55 GB of Cosmic Data
The spectacular mosaic was assembled from 96 separate sky sectors observed between April 2018 and September 2025. Using four wide-field cameras, TESS scans enormous portions of the sky for weeks at a time, carefully monitoring the brightness of hundreds of thousands of stars. Tiny dips in a star’s light can reveal the presence of an orbiting planet passing in front of it — a method known as the transit technique.
“The computational time required to assemble the mosaic is nontrivial. A standard laptop needs about an hour to process the full image due to the large amount of data. As an example, the full mosaic is based on about 1,500 individual images that altogether take about 55 GB of disk space,” Veselin Kostov, one of the TESS scientists based at NASA’s Goddard Space Flight Center, who was involved in developing the mosaics, told Universelost.com.
Mapping Nearby Worlds Amid Dense Galactic Fields
Scattered across the image are thousands of colored markers representing distant worlds. Blue dots indicate 679 confirmed exoplanets, while orange dots mark more than 5,100 candidate planets still awaiting verification. According to NASA scientists, these worlds range from scorched volcanic planets to bizarre systems orbiting two suns simultaneously. Some may even lie within the habitable zones of their stars, where temperatures could allow liquid water to exist.
The bright glowing arc stretching across the center of the mosaic marks the plane of the Milky Way — the dense, disk-shaped region where most of our galaxy’s stars, gas, and dust are concentrated. The region is so densely packed with stars that it creates one of the most visually dramatic features in the entire mosaic, emphasizing both the enormous scale of our galaxy and the staggering number of worlds that could exist within it.
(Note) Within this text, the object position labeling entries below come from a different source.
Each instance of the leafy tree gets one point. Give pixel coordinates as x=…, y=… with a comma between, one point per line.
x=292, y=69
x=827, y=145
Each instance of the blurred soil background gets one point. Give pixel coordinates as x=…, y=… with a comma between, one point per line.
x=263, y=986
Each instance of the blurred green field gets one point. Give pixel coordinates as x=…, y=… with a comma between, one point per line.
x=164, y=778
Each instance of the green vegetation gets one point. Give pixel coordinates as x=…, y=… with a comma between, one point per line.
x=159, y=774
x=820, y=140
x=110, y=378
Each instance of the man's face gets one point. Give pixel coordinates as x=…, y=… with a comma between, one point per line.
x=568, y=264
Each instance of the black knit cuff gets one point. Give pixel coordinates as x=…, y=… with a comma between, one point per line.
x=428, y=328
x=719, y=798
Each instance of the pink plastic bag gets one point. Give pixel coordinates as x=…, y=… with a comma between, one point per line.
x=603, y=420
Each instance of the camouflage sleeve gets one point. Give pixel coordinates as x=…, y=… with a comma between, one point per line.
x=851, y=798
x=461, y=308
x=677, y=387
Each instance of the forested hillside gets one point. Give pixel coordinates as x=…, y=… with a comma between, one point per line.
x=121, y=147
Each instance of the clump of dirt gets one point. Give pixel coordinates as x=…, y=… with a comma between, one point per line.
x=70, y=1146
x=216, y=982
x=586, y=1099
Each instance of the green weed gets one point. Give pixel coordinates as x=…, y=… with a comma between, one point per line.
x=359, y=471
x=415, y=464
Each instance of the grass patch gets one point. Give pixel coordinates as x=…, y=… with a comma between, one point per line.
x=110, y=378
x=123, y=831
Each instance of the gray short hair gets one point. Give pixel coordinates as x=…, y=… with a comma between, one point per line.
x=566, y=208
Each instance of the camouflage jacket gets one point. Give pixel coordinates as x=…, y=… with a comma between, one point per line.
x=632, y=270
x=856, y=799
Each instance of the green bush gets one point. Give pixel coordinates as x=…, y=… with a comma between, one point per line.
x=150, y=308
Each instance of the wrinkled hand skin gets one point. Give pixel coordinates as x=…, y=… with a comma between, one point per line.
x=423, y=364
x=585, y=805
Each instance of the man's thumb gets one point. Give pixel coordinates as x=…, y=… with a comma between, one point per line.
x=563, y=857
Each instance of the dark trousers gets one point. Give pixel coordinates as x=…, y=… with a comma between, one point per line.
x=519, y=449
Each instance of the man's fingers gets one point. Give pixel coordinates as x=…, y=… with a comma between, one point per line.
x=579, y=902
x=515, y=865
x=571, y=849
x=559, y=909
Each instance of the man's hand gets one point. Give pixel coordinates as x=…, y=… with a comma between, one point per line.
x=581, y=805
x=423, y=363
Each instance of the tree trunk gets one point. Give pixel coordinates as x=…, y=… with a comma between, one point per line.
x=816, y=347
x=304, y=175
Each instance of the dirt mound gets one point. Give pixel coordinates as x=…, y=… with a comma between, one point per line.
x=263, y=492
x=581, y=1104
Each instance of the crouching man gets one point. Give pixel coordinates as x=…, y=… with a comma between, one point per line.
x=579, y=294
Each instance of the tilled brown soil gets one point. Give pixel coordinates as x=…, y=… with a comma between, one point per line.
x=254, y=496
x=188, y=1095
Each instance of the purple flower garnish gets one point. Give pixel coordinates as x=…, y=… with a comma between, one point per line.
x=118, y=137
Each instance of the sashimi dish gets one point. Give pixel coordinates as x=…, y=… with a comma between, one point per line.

“Thanks to significant advances in both tools/methods/algorithms and computational power over the last two decades, finding transit-like signals in photometric time-series like TESS data is not extremely challenging. In general, confirming these signals as genuine planet transits — whether from TESS or another telescope — is more difficult for stars in crowded fields compared to stars in isolation,” Kostov said.
Beyond the Local Neighborhood
Also visible in the mosaic are the Large and Small Magellanic Clouds — two dwarf galaxies orbiting the Milky Way that appear as glowing patches near the lower portion of the image. Located roughly 160,000 and 200,000 light-years from Earth, these neighboring galaxies contain billions of stars and active regions of star formation. Because they are relatively close to the Milky Way, astronomers often use them as natural laboratories to study stellar evolution, supernovae, and the formation of planetary systems under different galactic conditions. However, we may not find out very soon if there are alien worlds in these two galaxies.
“Finding planets in the Small and Large Magellanic Cloud is extremely challenging. As far as I know, there are no confirmed planets from TESS in either galaxy. TESS is designed to search for transiting planets in the ‘local neighborhood’ of the sun, that is on the order of tens to hundreds of lightyears away — not hundreds of thousands,” Kostov said.
Although TESS was primarily designed to search for planets orbiting nearby stars, the spacecraft has evolved into a versatile observatory for a wide range of cosmic phenomena. In addition to exoplanets, TESS has monitored supernovae, pulsating stars, asteroids, stellar streams, and even interstellar comets moving through the Solar System.
The scale of the project is enormous. TESS continuously surveys the sky in month-long observing campaigns, generating vast quantities of astronomical data. To date, TESS has identified nearly 7,900 potential extrasolar worlds and 893 of those discoveries have been officially confirmed.